Regular readers of my blog will know that I believe the main aim in pairing is to find wines and food that complement each other; one should not overpower the other. There are a number of foods that are notoriously difficult to pair well with food, usually because the food in question has a strong taste that can clash with the wine, making the wine seem bitter or even flat: asparagus, artichoke, vinaigrette, lemons and chilli spring to mind. But sometimes I am blind-sided by what you might think would be an easy dish to pair wine with: most recently this happened to me with beef stroganoff.
You might think that the dish calls for a sturdy red since it’s beef, surely the predominant flavour, but the problem with stroganoff – and the same could apply to Mushroom Stroganoff for non-meat eaters and to any other beef dish cooked in a creamy sauce – is that there are several competing foods and flavours which require careful selection of the right wine. Let’s look at why it can be difficult to find a good wine to go with beef or mushroom stroganoff – and which seven wines will work well with them both.
Originating in Russia and thought to be named after an old wealthy Russian family named Stroganov, beef stroganoff became a popular item on the menu of many restaurants in Great Britain in the 1960s and 1970s and a dinner party staple of the middle classes. Since then its popularity has waned though many modern day chefs have written recipes for beef in cream sauce, a stroganoff by another name.

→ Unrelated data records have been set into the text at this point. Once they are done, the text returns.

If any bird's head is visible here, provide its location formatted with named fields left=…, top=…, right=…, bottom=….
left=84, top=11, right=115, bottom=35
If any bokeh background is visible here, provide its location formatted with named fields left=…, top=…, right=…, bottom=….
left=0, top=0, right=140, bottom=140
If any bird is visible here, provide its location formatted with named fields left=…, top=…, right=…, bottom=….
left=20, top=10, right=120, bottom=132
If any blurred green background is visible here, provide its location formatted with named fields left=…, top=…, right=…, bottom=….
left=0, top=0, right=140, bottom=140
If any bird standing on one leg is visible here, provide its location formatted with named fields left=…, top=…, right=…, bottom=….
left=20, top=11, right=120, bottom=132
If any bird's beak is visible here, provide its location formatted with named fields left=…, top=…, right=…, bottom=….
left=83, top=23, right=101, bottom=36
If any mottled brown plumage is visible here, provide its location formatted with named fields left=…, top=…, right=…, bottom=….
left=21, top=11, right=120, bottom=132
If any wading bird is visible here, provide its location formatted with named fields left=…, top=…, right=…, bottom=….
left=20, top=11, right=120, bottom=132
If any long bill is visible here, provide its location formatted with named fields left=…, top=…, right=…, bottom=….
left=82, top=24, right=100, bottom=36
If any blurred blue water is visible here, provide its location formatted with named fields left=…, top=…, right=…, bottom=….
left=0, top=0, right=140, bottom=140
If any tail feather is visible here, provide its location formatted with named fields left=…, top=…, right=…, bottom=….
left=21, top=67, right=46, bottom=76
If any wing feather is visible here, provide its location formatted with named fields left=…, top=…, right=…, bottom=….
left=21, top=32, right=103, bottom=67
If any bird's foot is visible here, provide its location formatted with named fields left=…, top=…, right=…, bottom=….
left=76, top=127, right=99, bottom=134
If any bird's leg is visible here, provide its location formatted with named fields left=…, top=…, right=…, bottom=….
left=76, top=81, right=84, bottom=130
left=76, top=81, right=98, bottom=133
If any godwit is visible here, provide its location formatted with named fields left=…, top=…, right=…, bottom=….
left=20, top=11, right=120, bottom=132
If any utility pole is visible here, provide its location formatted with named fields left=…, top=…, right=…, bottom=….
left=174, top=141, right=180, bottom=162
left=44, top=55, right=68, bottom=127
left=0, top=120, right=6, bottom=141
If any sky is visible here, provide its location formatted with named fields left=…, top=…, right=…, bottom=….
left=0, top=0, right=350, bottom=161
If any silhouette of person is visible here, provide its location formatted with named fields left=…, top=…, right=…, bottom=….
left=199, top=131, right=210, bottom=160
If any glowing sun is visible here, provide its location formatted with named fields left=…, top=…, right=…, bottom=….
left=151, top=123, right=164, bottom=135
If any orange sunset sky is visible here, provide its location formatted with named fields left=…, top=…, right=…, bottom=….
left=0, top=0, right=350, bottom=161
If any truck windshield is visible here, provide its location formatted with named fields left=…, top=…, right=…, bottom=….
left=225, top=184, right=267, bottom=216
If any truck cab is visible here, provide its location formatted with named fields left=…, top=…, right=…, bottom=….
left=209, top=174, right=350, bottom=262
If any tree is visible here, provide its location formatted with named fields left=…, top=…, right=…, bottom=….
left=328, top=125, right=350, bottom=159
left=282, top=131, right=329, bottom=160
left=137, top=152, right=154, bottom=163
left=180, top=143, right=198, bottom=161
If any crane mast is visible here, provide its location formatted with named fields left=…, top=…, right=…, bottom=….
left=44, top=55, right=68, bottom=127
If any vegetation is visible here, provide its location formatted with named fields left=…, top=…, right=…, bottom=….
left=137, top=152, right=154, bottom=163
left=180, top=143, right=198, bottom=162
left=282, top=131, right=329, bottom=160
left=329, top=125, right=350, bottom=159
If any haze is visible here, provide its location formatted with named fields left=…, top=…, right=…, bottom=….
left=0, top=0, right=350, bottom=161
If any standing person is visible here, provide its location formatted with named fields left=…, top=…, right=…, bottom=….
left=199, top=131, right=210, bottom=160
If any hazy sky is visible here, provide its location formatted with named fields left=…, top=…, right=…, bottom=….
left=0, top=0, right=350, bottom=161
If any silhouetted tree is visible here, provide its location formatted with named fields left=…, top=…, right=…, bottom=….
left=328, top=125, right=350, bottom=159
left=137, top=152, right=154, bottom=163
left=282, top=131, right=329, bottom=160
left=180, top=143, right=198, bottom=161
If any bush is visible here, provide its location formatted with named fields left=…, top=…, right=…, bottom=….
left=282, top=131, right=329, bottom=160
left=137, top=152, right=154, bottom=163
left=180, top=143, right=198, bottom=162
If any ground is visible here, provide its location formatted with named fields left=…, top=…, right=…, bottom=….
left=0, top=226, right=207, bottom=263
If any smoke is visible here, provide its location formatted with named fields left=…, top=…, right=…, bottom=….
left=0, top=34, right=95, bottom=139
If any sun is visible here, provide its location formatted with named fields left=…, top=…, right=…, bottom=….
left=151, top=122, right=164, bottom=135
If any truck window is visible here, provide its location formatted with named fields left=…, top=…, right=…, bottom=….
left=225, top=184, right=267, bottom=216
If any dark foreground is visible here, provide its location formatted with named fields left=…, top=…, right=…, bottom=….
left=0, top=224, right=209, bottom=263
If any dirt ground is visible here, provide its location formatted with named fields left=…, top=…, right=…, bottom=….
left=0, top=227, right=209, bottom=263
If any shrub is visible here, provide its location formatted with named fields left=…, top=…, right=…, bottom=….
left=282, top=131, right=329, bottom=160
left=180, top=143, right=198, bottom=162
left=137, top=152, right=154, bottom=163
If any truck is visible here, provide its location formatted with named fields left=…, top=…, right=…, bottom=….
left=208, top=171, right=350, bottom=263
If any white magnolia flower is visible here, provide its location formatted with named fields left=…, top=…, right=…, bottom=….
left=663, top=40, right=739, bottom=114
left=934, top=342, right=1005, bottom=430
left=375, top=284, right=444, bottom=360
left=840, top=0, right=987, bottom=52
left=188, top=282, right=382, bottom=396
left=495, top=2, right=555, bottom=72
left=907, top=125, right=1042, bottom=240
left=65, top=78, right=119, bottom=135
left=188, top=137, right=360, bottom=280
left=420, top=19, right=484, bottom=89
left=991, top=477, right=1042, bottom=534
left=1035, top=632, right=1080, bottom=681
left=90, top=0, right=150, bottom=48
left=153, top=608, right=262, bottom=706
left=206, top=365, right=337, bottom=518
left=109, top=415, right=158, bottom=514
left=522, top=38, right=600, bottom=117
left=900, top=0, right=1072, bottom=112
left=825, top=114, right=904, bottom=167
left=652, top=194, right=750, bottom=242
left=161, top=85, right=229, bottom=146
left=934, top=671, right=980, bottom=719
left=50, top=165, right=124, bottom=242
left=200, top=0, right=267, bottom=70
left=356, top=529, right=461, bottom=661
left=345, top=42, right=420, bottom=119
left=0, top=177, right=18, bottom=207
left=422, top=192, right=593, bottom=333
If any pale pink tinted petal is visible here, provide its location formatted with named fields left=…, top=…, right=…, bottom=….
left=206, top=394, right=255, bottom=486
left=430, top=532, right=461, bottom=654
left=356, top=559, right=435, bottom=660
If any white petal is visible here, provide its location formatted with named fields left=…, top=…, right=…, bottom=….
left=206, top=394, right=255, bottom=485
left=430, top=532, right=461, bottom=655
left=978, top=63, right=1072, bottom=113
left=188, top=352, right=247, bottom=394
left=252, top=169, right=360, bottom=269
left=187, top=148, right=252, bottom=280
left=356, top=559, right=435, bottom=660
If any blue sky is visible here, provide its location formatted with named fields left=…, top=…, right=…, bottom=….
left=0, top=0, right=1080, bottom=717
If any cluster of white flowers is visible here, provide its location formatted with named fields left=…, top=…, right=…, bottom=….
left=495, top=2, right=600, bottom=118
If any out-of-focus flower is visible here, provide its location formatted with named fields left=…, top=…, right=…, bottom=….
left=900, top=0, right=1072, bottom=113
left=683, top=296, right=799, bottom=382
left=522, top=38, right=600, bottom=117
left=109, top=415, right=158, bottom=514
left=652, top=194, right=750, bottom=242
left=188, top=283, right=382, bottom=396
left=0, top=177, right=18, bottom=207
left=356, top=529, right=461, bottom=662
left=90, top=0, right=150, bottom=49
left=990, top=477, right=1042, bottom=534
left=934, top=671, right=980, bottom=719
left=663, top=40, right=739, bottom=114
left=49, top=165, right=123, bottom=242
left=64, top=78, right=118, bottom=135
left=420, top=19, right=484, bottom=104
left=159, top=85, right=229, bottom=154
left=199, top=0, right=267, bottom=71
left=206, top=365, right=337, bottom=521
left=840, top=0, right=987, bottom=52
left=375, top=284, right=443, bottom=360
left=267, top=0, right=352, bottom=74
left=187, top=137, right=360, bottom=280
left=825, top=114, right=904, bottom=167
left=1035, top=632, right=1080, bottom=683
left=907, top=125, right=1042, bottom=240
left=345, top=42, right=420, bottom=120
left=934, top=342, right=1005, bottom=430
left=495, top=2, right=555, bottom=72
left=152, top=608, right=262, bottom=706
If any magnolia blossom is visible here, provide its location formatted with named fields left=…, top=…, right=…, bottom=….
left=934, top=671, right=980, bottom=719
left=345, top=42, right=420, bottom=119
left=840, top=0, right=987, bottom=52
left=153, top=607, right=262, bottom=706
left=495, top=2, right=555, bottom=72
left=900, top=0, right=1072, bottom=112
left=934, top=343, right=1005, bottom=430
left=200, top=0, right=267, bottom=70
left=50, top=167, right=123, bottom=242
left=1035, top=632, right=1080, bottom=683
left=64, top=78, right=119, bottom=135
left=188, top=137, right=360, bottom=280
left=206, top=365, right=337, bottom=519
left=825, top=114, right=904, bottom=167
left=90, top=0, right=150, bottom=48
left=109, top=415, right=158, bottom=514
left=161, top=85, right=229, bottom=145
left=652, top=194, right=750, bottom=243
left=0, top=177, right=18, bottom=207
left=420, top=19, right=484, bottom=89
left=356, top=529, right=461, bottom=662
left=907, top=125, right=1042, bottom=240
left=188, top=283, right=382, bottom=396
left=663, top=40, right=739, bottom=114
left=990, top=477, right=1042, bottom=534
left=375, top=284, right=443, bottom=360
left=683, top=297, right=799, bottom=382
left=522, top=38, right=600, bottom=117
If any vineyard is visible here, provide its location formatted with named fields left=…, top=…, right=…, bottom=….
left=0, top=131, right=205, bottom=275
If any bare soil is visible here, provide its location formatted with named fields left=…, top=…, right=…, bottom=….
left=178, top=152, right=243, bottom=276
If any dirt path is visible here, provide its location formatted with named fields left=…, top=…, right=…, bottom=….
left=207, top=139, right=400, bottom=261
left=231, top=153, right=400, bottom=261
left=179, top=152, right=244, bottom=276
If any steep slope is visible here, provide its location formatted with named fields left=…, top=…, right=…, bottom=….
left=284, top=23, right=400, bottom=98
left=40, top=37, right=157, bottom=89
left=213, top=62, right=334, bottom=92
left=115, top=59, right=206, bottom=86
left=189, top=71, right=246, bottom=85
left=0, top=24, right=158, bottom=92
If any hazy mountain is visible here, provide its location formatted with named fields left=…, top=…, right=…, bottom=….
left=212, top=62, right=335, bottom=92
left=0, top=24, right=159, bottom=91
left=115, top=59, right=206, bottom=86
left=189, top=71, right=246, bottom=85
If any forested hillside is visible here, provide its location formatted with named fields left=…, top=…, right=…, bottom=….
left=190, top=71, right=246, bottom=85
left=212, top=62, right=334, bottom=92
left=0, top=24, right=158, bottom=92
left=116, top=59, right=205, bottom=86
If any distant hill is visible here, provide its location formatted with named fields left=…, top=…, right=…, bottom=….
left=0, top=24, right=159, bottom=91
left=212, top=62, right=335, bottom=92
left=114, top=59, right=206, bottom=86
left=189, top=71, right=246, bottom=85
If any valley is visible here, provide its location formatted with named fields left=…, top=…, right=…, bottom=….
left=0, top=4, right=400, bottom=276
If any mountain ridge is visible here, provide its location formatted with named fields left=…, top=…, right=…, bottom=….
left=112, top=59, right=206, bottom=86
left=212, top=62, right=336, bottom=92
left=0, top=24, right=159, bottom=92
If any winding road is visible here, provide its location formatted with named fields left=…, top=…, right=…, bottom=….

The main ingredients and the wines that you might normally choose with them individually are:
Aside from the above four basic ingredients, other additions may include nutmeg, brandy and also lemon that some people add to cut through the cream in the same way that an acidic wine would. These additional ingredients add further dimensions to the dish – and add further confusion to the wine choice.
Cru Beaujolais, young or mature red Bordeaux, Pinot Noir, Barolo, Nebbiolo, white Burgundy, Semillon, Chenin Blanc, Syrah or Sangiovese??? With such a variety of wine suggestions for the main ingredients, where do you start with choosing a wine that will pair perfectly with the dish when the ingredients are all combined?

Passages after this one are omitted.